DMABOUNCE in pci-rcar

Tue Feb 25 07:15:27 EST 2014

On Tuesday 25 February 2014, Magnus Damm wrote:
> On Mon, Feb 24, 2014 at 8:00 PM, Arnd Bergmann <arnd at arndb.de> wrote:

> > * The window base and size in the driver should not be hardcoded, as
> >   this is likely not a device specific property but rather an artifact of
> >   how it's connected. Use the standard "dma-ranges" property.
> 
> I'm afraid that I may not understand your concern fully here. From my
> view the existing driver (without my patch) is having hard coded
> board-specific memory base and a hard coded size in it, and with my
> patches I try to rework that. Do you have any existing example code to
> recommend me?

You are right, this is a preexisting condition, and your patch someone
improves this, just not the way I was hoping for.
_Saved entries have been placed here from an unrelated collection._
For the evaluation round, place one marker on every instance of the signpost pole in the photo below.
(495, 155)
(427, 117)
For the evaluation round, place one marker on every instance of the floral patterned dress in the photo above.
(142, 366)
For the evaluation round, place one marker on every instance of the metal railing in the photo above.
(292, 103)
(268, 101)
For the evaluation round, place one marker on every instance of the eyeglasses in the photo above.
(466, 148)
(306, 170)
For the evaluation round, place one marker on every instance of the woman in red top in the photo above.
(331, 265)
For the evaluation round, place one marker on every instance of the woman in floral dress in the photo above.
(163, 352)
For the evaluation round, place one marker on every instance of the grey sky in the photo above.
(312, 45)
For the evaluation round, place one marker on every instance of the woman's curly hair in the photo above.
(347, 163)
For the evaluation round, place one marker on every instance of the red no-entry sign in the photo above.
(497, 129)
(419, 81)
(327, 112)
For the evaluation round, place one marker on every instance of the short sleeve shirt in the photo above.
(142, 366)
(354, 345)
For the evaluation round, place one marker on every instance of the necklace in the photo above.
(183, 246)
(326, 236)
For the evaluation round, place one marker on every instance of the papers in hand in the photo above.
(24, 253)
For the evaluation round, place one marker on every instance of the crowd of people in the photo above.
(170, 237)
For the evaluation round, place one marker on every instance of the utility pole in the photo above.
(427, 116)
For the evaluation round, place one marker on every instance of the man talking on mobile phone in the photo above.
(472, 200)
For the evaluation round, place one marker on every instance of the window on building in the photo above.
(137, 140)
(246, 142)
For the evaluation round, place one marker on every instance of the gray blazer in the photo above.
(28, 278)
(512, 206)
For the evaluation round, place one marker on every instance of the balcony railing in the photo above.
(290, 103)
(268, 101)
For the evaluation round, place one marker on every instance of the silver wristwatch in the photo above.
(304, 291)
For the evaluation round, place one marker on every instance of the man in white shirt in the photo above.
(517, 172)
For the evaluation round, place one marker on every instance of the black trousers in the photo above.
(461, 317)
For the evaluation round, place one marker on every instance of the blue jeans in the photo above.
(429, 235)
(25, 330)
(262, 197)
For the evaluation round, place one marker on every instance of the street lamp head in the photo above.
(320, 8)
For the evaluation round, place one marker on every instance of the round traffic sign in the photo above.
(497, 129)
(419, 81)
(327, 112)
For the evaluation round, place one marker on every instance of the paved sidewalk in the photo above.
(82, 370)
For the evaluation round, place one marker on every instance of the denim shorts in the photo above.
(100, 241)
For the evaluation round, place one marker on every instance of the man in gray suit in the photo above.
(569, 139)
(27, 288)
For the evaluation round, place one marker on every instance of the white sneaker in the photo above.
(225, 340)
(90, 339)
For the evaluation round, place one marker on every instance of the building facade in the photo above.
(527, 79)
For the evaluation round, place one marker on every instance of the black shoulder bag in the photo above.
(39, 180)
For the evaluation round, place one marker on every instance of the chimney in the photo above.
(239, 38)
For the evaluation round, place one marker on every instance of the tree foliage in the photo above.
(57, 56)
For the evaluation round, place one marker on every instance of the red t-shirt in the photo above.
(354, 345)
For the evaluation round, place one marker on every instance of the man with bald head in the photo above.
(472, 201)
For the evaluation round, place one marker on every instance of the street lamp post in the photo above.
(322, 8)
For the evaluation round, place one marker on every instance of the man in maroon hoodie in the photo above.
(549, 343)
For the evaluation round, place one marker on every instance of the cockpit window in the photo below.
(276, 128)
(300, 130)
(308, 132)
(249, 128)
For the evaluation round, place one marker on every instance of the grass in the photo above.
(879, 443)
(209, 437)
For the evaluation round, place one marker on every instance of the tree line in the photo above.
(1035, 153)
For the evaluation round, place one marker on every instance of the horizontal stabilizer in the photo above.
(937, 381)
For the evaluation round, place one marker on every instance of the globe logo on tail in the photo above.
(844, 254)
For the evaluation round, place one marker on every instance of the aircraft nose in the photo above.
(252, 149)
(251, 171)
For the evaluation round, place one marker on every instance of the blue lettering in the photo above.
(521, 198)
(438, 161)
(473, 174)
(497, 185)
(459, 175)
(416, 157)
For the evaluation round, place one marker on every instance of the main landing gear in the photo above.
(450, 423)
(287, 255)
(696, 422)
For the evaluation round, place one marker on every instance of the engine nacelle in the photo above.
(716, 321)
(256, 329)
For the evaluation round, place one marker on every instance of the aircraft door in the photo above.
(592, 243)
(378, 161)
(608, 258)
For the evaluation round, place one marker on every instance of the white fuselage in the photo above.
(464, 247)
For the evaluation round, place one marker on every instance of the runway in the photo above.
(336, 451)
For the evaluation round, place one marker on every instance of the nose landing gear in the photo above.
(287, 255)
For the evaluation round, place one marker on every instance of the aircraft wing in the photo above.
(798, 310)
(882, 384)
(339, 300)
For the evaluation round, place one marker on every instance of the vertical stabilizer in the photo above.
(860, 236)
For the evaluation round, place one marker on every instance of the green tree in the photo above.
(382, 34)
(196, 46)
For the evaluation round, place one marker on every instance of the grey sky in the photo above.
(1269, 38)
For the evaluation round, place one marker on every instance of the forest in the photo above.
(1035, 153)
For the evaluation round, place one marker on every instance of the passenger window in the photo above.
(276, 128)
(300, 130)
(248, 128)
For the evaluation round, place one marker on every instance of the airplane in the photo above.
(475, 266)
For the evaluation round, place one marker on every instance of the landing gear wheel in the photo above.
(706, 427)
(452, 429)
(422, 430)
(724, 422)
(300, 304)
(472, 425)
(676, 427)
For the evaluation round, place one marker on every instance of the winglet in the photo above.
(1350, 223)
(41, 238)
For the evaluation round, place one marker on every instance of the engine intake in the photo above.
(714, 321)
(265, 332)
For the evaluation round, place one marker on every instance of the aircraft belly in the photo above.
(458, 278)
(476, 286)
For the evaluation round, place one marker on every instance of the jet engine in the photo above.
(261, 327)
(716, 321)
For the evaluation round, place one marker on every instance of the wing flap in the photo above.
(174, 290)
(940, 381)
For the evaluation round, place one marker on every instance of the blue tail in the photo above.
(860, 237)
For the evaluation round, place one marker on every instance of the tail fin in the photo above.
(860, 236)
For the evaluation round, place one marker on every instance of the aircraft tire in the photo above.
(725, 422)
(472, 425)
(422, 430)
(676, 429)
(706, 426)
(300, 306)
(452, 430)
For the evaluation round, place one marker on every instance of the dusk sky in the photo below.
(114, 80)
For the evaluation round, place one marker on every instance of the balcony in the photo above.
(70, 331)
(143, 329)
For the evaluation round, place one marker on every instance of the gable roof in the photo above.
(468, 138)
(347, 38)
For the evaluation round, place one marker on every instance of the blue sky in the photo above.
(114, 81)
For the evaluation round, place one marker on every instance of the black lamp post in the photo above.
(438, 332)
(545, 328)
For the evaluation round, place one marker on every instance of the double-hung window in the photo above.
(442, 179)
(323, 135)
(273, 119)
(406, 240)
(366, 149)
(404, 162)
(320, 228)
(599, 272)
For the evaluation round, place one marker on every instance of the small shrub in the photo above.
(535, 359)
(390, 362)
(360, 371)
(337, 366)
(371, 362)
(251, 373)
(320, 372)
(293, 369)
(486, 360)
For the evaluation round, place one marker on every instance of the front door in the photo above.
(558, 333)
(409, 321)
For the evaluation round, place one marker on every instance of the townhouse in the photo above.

At the moment, "dma-ranges" is only used by powerpc platforms, but
we have discussed using it on ARM a couple of times when similar
problems came up. Just today, Santosh Shilimkar posted patches for
mach-keystone, and the PCI support patches that are under review for
arm64 x-gene have a related requirement.

There are two parts to this problem: smaller-than-4GB windows and
windows that are offset to the start of memory. The dma-ranges
approach should handle both. In theory it can also deal with
multiple windows, but we have so far not needed that.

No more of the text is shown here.